The apostles said to the Lord, “Increase our faith!” He replied, “If you have faith as small as a mustard seed, you can say to this mulberry tree, ‘Be uprooted and planted in the sea,’ and it will obey you.” (Luke 17:5-6)
I vividly remember hearing this in church when I was a kid and spending the remainder of Mass trying to move palm branches telekinetically. I’d seen the tiny, yellow, mustardy balls in my mom’s spice rack and in my Oscar Mayer salami, so I figured surely I had at least that much faith.
That Much Faith. Can we quantify faith? Can we “kinda” believe in Jesus? Can we “sorta hope” God will answer our prayers? In terms of faith, does it count to be “almost certain” or “pretty sure?”
“Now faith is being sure of what we hope for and certain of what we do not see.” (Hebrews 11:1)
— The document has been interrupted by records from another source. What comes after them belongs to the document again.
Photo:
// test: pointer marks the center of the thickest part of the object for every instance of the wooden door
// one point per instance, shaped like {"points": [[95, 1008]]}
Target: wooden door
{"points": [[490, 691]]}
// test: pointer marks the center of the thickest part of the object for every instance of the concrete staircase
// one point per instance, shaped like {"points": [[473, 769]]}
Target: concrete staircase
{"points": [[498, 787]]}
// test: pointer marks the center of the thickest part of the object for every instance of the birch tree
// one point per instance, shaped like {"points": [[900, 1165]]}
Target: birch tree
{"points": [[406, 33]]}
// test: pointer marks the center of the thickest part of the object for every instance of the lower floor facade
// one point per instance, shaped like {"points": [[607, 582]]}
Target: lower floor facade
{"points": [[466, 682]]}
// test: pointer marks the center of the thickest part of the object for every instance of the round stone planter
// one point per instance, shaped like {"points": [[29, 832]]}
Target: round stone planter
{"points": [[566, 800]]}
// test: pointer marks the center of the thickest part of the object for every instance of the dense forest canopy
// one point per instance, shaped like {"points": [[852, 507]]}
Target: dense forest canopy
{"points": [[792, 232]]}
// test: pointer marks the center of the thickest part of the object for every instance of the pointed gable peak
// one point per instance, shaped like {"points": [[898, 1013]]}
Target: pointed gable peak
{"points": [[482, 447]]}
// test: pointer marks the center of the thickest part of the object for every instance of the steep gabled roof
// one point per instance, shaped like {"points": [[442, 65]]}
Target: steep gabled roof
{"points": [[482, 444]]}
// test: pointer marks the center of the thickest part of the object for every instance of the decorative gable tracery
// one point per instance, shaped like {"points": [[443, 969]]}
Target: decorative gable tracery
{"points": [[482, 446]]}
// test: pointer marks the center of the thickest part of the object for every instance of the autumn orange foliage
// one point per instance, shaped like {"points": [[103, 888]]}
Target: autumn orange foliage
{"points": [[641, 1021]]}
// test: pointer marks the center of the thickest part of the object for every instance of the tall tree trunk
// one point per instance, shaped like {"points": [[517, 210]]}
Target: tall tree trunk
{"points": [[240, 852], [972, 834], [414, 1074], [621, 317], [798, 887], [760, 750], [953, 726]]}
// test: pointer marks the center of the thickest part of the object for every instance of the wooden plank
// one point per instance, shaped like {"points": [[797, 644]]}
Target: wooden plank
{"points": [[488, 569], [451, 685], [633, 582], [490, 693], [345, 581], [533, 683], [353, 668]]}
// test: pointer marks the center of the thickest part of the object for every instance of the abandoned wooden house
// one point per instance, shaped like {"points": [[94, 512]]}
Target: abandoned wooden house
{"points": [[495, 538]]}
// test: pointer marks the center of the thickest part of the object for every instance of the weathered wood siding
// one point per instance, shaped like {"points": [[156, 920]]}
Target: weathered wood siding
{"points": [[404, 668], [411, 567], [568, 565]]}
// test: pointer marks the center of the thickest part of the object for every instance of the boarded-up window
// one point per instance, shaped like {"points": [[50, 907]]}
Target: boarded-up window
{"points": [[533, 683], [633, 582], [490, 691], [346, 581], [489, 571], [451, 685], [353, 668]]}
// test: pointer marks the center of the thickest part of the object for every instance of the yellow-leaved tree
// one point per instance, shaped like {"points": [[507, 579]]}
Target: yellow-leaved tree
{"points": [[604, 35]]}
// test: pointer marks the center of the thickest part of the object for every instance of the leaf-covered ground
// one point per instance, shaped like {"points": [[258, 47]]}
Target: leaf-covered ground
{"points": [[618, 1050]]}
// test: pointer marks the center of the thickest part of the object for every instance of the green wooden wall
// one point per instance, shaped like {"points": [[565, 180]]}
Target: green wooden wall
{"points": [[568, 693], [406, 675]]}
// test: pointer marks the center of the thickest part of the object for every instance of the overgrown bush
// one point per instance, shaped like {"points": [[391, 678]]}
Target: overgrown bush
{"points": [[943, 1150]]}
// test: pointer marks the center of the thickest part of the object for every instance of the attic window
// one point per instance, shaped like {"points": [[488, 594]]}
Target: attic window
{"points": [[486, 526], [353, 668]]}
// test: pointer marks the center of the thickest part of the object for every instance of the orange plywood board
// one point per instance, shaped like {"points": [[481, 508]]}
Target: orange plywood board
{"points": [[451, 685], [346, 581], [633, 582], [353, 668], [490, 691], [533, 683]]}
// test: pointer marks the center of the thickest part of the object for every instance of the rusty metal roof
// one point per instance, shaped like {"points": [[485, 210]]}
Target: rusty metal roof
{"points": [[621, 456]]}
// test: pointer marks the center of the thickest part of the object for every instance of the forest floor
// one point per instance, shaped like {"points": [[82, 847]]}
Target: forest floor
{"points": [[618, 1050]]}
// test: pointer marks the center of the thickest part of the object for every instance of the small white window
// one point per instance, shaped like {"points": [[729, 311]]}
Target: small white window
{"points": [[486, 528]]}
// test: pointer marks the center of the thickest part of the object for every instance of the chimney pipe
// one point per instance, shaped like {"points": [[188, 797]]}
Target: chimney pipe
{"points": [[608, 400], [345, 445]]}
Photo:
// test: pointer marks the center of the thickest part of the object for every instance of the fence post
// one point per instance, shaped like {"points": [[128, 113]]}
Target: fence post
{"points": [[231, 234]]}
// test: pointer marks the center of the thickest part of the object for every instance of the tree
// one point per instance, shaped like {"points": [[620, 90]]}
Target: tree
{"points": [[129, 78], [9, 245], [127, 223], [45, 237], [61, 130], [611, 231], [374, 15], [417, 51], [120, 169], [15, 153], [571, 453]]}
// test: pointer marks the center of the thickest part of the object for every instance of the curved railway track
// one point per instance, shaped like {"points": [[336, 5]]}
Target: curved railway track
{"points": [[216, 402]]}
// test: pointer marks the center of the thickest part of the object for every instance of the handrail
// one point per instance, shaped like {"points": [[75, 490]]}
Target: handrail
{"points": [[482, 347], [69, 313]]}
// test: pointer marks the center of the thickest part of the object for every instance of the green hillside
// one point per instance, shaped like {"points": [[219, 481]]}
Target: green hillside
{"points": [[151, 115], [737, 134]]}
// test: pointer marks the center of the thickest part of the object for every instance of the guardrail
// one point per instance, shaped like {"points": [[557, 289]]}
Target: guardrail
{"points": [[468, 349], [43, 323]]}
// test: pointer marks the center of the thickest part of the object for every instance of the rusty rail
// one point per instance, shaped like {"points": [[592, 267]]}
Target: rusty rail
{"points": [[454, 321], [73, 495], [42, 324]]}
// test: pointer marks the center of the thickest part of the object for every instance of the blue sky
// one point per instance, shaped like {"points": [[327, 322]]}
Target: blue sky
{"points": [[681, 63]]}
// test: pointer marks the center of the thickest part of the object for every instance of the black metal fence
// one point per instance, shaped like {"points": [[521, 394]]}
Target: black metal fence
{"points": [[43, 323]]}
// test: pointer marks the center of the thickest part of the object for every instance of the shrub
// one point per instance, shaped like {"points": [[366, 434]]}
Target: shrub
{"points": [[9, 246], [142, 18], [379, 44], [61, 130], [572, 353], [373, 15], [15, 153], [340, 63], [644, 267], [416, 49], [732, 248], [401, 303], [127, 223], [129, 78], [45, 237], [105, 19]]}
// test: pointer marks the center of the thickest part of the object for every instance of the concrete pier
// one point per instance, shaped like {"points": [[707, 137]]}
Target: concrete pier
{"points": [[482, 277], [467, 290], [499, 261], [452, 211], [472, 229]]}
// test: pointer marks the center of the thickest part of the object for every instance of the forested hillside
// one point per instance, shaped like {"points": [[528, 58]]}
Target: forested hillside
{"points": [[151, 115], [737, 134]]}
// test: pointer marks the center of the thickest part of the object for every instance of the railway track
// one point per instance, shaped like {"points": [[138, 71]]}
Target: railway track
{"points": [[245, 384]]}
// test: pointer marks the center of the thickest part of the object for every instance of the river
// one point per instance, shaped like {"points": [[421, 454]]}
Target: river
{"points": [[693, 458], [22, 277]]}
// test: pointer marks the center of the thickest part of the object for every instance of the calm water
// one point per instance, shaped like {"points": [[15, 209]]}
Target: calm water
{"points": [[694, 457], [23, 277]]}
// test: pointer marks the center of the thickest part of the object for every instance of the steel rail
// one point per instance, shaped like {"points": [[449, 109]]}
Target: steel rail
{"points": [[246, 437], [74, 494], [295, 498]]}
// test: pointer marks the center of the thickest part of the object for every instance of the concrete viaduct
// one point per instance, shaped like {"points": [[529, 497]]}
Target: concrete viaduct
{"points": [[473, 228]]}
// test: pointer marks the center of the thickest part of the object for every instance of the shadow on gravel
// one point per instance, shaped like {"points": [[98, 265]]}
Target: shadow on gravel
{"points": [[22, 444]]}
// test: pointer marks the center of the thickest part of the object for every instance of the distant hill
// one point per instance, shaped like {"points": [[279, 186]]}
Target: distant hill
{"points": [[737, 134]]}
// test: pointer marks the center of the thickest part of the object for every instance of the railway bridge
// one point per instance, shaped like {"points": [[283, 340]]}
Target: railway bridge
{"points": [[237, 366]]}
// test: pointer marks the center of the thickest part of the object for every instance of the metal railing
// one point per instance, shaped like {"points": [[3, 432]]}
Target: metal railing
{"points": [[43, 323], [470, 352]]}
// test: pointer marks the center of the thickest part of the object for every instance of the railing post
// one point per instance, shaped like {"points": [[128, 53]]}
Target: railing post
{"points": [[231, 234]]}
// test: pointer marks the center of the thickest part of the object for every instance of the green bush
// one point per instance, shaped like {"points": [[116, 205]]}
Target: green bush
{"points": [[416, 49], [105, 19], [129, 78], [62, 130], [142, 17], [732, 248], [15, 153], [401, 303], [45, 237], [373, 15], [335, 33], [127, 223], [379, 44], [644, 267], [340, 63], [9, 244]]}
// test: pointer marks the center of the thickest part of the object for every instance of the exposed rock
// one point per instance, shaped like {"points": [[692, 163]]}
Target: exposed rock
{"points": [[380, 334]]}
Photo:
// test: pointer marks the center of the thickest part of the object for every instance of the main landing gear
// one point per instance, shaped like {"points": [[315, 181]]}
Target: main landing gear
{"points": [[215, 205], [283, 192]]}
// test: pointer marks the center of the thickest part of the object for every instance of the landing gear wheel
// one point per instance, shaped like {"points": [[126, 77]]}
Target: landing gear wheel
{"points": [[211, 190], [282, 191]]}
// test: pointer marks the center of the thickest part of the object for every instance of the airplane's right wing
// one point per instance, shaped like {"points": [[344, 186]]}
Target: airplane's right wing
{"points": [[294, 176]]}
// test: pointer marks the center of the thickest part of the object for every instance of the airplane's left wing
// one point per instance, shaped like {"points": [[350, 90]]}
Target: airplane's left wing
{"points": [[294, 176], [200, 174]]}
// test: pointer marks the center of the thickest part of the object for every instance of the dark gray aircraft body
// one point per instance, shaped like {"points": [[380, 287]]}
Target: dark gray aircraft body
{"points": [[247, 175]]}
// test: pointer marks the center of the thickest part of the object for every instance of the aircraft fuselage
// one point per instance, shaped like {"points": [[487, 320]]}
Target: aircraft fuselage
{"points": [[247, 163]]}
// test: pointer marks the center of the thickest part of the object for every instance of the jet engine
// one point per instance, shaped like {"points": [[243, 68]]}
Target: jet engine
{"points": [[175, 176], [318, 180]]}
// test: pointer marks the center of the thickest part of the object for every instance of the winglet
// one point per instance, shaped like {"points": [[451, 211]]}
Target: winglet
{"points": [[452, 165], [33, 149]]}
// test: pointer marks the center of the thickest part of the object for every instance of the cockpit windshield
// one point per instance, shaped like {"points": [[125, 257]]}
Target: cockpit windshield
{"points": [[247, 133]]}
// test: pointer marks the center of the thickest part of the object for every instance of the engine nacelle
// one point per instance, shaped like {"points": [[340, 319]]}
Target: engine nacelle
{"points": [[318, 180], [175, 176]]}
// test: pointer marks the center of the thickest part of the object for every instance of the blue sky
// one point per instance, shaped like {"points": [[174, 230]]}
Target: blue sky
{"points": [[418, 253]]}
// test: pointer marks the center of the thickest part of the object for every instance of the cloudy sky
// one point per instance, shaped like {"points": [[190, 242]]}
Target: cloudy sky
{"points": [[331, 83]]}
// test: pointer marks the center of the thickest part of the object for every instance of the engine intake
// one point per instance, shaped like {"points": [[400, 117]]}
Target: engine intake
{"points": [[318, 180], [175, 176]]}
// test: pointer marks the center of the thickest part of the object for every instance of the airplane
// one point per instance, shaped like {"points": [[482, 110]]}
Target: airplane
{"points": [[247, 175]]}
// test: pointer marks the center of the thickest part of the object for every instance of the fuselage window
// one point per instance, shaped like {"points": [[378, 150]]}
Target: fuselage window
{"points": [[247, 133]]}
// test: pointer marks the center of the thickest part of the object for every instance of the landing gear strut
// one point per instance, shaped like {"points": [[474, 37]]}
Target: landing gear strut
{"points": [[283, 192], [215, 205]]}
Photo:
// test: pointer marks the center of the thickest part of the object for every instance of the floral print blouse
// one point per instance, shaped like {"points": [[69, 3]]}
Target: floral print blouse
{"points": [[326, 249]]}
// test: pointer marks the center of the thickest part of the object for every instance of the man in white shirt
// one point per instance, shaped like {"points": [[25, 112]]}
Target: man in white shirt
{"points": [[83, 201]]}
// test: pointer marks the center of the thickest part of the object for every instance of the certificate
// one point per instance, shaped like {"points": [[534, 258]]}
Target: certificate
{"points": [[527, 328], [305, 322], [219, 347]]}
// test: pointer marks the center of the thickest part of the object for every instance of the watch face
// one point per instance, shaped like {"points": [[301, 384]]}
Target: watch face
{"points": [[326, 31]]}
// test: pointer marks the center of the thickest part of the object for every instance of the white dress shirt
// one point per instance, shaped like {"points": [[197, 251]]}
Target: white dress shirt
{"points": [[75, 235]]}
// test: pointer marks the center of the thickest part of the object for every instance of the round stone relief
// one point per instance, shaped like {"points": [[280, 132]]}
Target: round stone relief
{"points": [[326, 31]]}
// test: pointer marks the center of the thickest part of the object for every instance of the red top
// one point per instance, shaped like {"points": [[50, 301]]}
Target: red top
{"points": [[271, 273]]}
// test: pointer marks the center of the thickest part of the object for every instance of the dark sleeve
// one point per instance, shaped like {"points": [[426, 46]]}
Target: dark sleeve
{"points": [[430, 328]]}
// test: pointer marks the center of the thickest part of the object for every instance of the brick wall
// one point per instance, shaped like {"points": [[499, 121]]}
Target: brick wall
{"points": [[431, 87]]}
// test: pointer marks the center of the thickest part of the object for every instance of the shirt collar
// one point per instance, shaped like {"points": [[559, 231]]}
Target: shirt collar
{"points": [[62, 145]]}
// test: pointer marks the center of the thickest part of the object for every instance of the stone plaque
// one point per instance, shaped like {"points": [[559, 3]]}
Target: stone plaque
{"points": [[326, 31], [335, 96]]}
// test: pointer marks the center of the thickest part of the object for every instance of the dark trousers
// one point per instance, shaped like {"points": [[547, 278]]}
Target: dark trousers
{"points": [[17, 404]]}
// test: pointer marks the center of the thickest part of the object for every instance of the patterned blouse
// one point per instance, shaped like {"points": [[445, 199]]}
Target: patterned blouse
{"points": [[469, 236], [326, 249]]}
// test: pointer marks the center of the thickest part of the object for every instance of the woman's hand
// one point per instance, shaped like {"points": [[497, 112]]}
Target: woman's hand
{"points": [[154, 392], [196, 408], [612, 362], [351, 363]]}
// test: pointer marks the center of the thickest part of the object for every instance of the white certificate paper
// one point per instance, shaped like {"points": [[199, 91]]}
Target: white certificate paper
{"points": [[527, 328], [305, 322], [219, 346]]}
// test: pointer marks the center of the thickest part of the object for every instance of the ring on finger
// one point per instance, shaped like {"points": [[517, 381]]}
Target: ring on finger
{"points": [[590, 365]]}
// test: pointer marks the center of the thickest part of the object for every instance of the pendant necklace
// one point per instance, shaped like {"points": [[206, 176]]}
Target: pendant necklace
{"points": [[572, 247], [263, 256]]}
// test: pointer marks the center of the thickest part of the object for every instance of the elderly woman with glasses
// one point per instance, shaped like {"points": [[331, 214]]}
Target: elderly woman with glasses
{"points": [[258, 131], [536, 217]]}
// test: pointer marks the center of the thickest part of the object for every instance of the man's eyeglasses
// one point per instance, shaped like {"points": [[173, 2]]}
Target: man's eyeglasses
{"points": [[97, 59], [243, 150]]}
In Matthew 8:10, Jesus is astonished at the centurion’s “great faith,” but then a few verses later, calls the disciples’ “ye of little faith” (8:26). I believe the way Jesus follows His commentary on the faith of a mustard seed is telling. He offers a lesson on having a servant’s heart, rather than one of entitlement (Luke 17:7-10). And we see this same difference between the disciples and the centurion. The disciples scream, “Lord, save us!” whereas the centurion says, “Lord, I do not deserve to have you come under my roof. But just say the word, and my servant will be healed.”
Tying it all together, great faith is displayed when we’re “certain of what we do not see.” When we look upon ourselves with our flawed, human sense of reality, we waver. But in humility, with our spiritual eyes fixed on Jesus, words like kinda, sorta and almost… simply melt away.